Hüseyin YILMAZ
yilmaz@hyilmaz.net
Bediüzzaman ile Abdurrahman’ın hazîn hikâyesi
08 Ocak 2010 Cuma 07:18
Bediüzzaman ile Abdurrahman’ın hazîn hikâyesi
İngiliz işgâli altındaki İstanbul’un içtimãî sahnesinde karşımıza birlikte çıkarlar: Bediüzzaman ile Abdurrahman... Rus esãretinden henüz dönmüş olan Bediüzzaman’ı bir gölge gibi tãkib eden, bıyıkları henüz terlemiş olan Abdurrahman, abisinin oğludur. Ama Üstâd’ın ruh ve gönül dünyasını fetheden bu genç, gerçekte biraderzãdeden çok öte, çok başkadır: Mãnevî evladdır, arkadaşdır, talebedir, kardeşdir, fedãîdir, sırtını dönebileceği adamdır, varlığına itimaden ölümü gülerek karşılayabileceği emin bir vãrisdir...

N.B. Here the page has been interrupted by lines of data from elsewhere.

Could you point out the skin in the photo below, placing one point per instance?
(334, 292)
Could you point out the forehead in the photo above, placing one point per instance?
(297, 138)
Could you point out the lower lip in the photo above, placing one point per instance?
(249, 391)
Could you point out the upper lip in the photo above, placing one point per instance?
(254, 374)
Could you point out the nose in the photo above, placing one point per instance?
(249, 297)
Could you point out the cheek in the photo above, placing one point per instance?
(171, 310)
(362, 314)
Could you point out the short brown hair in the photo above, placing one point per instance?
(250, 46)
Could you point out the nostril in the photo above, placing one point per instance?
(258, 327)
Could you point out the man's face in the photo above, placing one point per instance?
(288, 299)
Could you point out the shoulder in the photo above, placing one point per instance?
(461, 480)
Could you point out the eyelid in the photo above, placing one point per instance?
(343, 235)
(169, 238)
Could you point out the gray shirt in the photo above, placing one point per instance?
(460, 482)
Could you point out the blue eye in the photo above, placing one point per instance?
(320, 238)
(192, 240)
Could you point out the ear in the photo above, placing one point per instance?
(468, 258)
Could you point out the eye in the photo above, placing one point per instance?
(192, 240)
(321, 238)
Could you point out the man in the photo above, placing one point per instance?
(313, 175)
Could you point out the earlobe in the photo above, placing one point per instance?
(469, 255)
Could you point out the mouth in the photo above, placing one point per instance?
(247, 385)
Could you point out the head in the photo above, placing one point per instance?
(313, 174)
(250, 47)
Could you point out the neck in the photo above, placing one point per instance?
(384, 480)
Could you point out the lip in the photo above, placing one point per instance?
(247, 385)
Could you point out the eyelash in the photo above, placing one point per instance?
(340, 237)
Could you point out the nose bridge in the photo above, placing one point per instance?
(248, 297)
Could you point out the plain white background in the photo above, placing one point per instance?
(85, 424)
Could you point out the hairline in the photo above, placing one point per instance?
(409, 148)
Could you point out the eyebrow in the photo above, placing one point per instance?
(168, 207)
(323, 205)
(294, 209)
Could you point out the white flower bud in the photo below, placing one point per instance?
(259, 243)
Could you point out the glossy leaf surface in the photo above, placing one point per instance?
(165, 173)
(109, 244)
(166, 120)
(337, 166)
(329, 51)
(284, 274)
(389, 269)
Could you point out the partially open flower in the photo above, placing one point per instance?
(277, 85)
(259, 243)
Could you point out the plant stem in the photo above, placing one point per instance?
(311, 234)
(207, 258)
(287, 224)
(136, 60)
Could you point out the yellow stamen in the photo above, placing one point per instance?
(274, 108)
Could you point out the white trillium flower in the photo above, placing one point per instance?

Israrlar karşısında kabullendiği “Dar-ül Hikmet-il İslamiyye” azalığından dolayı aldığı maaşın zaruret mikdarını alır, gerisini ise muhafazası kaydıyla genç Abdurrahman’a teslim eder. Bediüzzaman’a göre, zaruret mikdarı, ölmeyecek kadardır: Sade bir elbise, tek bir ayakkabı ve ertesi güne kadar yaşatacak bir gıda: Bir kâse çorba yahut haşlanmış tek bir yumurta; en fakir insanın ulaşabileceği mikdar... İmkânları ile asla mütenasib olmayan bu fakirãne hayatı genç dimağında koyacak yer bulamayan Abdurrahman;
Niçin bu kadar iktisad ediyorsun amca?” diye sormaktan kendisini alamaz.
“Ben sevãd-ı azama tabî olmak isterim. Sevãd-ı azam ise, bu kadar tedarik edebilir. Ben, ekalliyet-i müsrifeye tabî olmak istemem.”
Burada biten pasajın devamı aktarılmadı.